Six Bloggers who have been very inspiring for me:

  • 1. PhysicsForMe — If you are a follower of astronomy, physics, cosmology, and other areas of science, you will love this blog. This fellow takes some of the most up to date and upcoming discoveries occuring currently in the world today, and blogs about them, complete with links and diagrams. I follow this blog to keep me abreast on all my favorites in science. This blog can be highly technical, so it is not for the faint of heart, but it is definitely well worth the read, even if you’re only slightly interested in what happens in the universe.
  • 2. Just Dharma Quotes — I love quotes, and this blog has some of the best. All the quotes are along the lines of philosophy and buddhism, and there are some right inspiring ones among them, often times more than one. I can’t really go through this blog on my reader without liking just about every quote. This blog probably has many of your favorites, check it out.

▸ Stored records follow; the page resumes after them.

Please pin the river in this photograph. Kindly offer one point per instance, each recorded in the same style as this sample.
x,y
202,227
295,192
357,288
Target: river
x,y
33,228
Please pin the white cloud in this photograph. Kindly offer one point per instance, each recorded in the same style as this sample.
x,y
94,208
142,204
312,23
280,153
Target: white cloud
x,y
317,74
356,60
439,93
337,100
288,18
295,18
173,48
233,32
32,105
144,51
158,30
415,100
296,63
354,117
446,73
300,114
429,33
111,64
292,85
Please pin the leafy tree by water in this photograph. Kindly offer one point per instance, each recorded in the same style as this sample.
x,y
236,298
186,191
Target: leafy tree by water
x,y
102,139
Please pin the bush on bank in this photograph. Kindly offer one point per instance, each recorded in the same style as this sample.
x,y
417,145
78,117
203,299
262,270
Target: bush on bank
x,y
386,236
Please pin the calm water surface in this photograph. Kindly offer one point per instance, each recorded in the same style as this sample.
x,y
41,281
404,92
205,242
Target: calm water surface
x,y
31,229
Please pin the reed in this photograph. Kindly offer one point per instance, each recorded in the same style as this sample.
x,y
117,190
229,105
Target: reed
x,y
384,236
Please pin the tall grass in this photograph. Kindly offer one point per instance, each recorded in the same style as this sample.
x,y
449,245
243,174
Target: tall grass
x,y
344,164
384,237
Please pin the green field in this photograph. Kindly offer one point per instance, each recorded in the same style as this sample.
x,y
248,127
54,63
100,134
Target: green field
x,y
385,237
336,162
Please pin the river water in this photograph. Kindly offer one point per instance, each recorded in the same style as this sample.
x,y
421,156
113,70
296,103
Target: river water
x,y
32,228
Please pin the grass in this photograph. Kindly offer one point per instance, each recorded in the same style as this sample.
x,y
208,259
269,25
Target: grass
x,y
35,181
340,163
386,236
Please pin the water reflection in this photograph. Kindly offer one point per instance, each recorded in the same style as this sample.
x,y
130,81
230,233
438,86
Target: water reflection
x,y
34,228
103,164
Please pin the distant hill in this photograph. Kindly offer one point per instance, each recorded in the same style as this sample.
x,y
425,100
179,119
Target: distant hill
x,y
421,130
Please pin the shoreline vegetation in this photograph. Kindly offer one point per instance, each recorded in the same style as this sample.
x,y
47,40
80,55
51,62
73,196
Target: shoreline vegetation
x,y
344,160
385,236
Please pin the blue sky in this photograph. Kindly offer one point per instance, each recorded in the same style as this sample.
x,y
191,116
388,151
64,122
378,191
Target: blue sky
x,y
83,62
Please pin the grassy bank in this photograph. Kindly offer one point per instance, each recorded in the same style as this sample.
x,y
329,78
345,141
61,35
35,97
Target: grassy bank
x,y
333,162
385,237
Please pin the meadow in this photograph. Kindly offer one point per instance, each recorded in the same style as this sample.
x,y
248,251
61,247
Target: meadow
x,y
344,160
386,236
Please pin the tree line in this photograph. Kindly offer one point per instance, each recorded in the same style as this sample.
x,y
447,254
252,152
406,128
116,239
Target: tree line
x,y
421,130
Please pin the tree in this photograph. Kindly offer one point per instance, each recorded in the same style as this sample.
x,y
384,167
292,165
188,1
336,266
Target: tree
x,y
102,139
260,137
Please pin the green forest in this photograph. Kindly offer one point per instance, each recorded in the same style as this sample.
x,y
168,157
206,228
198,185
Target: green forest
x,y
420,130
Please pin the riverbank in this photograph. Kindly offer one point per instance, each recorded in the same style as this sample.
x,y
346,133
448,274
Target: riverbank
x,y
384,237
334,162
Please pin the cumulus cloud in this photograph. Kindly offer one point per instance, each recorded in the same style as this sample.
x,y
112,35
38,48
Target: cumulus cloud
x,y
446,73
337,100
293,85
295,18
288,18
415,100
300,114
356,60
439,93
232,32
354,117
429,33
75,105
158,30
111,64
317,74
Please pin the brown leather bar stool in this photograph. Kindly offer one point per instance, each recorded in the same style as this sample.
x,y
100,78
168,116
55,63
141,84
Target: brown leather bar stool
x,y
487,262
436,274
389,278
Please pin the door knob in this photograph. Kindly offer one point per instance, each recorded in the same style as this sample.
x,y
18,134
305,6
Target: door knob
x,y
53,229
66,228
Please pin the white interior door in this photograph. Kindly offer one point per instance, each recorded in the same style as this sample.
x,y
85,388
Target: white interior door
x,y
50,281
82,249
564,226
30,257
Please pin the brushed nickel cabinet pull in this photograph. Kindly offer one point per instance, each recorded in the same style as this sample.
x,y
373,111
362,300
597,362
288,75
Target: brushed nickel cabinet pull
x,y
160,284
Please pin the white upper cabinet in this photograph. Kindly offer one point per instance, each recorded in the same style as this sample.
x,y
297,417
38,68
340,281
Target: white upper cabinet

  • 3. Carla R. Herrera — WordPress has some of the best writers I have ever read, and for some reason they are not #1 booksellers. Carla R. Herrera is definitely of the ilk that deserves to have an entire shelf dedicated to her work at the local bookstore. She is a prolific science fiction writer with a knack for descriptive artistry with her words (her words will take you on journeys you didn’t think were possible) and a penchant for the unusual idea that wraps you up and makes you want to visit some of these faroff places and intricate innovations that spill forth from her imagination. She is a rare one, indeed. Her work inspires me to improve in my writing and to let loose with my imagination. In addition to her Tesla Machine series, you definitely need to read the book she’s working on right now as part of National Novel Writing Month (November). I’ll say no more…now scoot!
  • 4. Holistic Words — I don’t remember how I found this blog, but I am glad that I did. This blog is run by Andrea Elliot and this woman tackles the intricacies of quantum physics like she were explaining how to color. If you think quantum physics can’t be understood, then you haven’t read Holistic Words. She sees the subtle areas in our lives that are connected and can amplify those connections in a way that you can see clearly and you get that “Of Course” moment. This is what is most inspiring about her blog, when you read it, you realize that these thoughts you had already thought but just didn’t know it.
  • 5. The Liberated Way — I have been following Alex’s blog for a while now (both off and on WordPress) and each day his posts never cease to amaze me. Alex manages to open our eyes to the familiar so that we can perceive it in a new way, from a new perspective. His posts are often motivated by nature and the ways of nature and how those ways can be applied to humanity, because, after all, we are part of nature. He teaches as he inspires, also, and he does this in a way that you don’t know it, but somehow the lesson is integral and tantamount to your daily existence. He is definitely one of those gurus, Kozo talks about.
  • 6. The Sistah Vegan Project — Run by A. Breeze Harper, a graduate student at UC Davis, the Sistah Vegan Project looks at health-living and healthy-eating (a plant-based lifestyle) through the eyes of someone who lives this each day (as well as raises her children under this philosophy and lifestyle) and what she faces before an otherwise traditional, don’t rock the boat, kind of mainstream culture. Much of her blog is the work of theses she may be working and lectures that she gives, but don’t let this fool you into thinking that it is not worth visiting. Her stories and videos of her children loving and downright clamoring for Kale Drinks is enough to pull your heart strings, and one of her first forays into humor comics is some of the best. She inspires for anyone to keep doing what they’re doing even before those who would rather you stopped. One of my favorite posts by her is partially titled, “Spirulina Helps Me Poop.” Seriously . . . go see.